Liturgia Pagã

 

A época dos safaris

1º Domingo da Quaresma (ano B)

1ª leitura: Génesis, 9, 8-15

2ª leitura: 1ª Carta de S. Pedro, 3, 18-22

Evangelho: S. Marcos, 1, 12-15

 

Rude ou suave, acolhedora ou destruidora, a natureza foi desde sempre um meio privilegiado para o enriquecimento da experiência religiosa. A 1ª leitura é um exemplo de como os antepassados do povo judeu sentiam Deus a interpelar a Humanidade através de todos os fenómenos, dos mais agradáveis aos mais catastróficos.
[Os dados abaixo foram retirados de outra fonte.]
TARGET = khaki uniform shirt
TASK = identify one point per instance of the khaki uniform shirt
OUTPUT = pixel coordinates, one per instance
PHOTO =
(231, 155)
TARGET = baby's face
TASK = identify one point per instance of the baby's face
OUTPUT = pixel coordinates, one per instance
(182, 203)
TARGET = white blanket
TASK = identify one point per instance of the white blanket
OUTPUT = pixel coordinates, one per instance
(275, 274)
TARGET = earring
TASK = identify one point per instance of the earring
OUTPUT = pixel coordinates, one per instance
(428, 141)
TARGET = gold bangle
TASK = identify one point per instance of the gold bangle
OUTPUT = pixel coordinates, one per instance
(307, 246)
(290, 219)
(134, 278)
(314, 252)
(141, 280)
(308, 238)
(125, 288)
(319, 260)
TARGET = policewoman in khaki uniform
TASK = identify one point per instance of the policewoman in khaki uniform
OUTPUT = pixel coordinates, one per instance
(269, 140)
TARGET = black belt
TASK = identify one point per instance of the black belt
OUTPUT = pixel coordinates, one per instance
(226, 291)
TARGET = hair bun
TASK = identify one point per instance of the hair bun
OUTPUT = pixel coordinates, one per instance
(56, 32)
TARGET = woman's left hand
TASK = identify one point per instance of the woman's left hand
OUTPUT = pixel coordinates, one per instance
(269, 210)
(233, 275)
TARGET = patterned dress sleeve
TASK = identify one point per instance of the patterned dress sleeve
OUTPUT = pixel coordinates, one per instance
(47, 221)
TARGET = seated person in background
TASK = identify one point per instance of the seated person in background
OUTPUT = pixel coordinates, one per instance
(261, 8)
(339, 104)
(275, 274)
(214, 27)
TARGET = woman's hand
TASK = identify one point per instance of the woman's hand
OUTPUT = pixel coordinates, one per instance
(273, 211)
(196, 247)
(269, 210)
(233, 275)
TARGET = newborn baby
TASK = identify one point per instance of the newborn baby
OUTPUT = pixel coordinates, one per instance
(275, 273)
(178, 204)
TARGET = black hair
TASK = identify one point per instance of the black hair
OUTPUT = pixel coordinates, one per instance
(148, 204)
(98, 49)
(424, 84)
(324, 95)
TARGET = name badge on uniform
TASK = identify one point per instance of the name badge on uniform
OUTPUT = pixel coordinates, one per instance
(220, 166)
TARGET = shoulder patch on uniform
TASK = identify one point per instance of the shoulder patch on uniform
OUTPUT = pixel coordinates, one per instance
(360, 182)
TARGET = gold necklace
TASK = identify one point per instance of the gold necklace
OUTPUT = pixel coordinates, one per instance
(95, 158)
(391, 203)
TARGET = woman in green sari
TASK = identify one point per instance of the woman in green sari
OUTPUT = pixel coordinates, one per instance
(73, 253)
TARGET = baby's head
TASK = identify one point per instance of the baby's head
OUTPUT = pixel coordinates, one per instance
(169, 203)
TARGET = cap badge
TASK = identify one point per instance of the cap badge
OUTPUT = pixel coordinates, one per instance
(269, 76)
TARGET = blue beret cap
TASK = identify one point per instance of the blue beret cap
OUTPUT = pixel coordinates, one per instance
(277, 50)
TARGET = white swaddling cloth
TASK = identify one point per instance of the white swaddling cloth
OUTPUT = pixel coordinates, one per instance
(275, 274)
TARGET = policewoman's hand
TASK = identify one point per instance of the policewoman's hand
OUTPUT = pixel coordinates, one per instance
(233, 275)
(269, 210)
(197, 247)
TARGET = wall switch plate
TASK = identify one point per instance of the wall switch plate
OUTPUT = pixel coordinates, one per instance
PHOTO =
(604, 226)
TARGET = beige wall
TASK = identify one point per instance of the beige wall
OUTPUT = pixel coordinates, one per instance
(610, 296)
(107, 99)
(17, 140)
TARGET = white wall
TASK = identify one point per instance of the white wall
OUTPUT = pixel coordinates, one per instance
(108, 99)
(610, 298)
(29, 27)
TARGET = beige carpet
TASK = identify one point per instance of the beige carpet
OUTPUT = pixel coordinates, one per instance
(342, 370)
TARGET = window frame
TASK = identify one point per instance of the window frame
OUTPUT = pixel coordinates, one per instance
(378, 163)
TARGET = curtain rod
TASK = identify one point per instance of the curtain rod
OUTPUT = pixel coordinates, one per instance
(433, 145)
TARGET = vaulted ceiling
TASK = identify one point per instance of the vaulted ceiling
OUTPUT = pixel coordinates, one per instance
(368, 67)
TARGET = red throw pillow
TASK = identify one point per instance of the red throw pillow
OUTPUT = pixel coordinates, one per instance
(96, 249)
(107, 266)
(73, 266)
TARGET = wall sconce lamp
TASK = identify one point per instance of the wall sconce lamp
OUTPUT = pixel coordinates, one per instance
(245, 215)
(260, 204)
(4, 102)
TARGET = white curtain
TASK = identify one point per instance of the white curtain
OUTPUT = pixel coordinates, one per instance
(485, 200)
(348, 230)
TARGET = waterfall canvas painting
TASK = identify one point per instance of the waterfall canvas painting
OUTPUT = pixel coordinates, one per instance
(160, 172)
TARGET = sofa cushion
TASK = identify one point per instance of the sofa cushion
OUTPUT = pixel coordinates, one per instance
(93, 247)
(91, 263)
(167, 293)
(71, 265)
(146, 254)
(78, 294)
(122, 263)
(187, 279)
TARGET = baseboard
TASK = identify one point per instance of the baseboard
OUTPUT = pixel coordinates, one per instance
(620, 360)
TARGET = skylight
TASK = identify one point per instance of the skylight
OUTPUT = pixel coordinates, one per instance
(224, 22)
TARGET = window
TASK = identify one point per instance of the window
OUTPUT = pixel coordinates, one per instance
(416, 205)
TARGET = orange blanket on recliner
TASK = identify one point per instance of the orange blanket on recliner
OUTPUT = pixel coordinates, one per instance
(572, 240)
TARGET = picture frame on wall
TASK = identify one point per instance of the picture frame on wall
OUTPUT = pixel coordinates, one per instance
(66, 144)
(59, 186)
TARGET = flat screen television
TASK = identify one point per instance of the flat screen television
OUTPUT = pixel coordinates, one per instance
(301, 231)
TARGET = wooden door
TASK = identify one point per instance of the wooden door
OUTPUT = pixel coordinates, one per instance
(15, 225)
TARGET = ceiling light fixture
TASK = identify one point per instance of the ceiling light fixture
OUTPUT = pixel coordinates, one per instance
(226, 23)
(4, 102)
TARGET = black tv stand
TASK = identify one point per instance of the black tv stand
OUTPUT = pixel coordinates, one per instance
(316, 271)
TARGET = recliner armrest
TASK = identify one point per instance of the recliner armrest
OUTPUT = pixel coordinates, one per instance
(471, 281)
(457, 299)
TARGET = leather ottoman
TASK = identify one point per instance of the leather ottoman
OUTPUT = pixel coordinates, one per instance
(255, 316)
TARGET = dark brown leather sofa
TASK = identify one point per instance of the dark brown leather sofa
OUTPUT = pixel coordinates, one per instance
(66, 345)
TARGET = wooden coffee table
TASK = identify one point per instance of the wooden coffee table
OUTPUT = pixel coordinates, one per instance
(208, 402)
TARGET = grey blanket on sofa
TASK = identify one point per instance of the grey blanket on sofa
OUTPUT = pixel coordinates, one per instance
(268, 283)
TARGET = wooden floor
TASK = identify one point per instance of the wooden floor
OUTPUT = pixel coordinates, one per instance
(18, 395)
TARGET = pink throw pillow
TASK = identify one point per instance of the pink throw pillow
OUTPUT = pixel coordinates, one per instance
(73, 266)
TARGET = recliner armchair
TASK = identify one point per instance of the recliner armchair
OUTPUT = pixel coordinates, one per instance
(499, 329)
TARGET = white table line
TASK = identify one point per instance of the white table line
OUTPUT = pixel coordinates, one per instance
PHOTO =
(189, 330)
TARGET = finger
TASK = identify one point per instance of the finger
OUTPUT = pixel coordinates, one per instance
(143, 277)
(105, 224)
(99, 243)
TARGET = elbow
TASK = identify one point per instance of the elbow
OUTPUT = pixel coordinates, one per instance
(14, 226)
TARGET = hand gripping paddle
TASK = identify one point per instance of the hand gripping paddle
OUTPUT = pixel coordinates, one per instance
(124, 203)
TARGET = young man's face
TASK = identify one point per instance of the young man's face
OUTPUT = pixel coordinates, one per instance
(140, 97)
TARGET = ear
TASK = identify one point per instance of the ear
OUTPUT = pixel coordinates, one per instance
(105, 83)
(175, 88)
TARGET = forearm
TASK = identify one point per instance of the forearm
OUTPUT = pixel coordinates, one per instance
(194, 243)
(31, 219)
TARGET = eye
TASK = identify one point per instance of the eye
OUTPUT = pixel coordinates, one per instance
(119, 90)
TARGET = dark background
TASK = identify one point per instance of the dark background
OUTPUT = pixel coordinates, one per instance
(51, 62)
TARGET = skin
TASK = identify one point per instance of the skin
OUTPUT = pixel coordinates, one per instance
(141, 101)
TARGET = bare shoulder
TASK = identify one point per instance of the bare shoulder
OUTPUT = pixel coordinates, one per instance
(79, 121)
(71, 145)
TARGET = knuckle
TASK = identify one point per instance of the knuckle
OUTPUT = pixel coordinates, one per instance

O célebre «dilúvio universal» foi interpretado como castigo, como se Deus se tivesse arrependido de ter criado a Humanidade – de tal modo prevalecia a injustiça. Porém, mesmo nessa história antiga, Deus reconhece a força do Bem, por mais escondido que pareça dentro de nós e na organização social, e declara solenemente que criou o Homem para existir para sempre. O anel do seu juramento, ou «Arco da Aliança», até pode ser visto sempre que o sol vence o mau tempo – como também pode ser visto após as nossas tempestades de amores e de ódios…

A cultura judaica, não obstante o pessimismo de várias passagens bíblicas, percebeu que o Homem existe para ser feliz.

S. Pedro deve ter sentido o «silêncio de Deus», com a morte do seu Mestre. Ficou destroçado pelo trágico fim de uma aventura empolgante. Pouco a pouco, porém, descobriu o «arco da aliança» sobre a morte e o medo, descobriu o Espírito de Deus que sabe «escrever direito por linhas tortas» e que nos ensina a decifrar essas linhas, se quisermos aprender.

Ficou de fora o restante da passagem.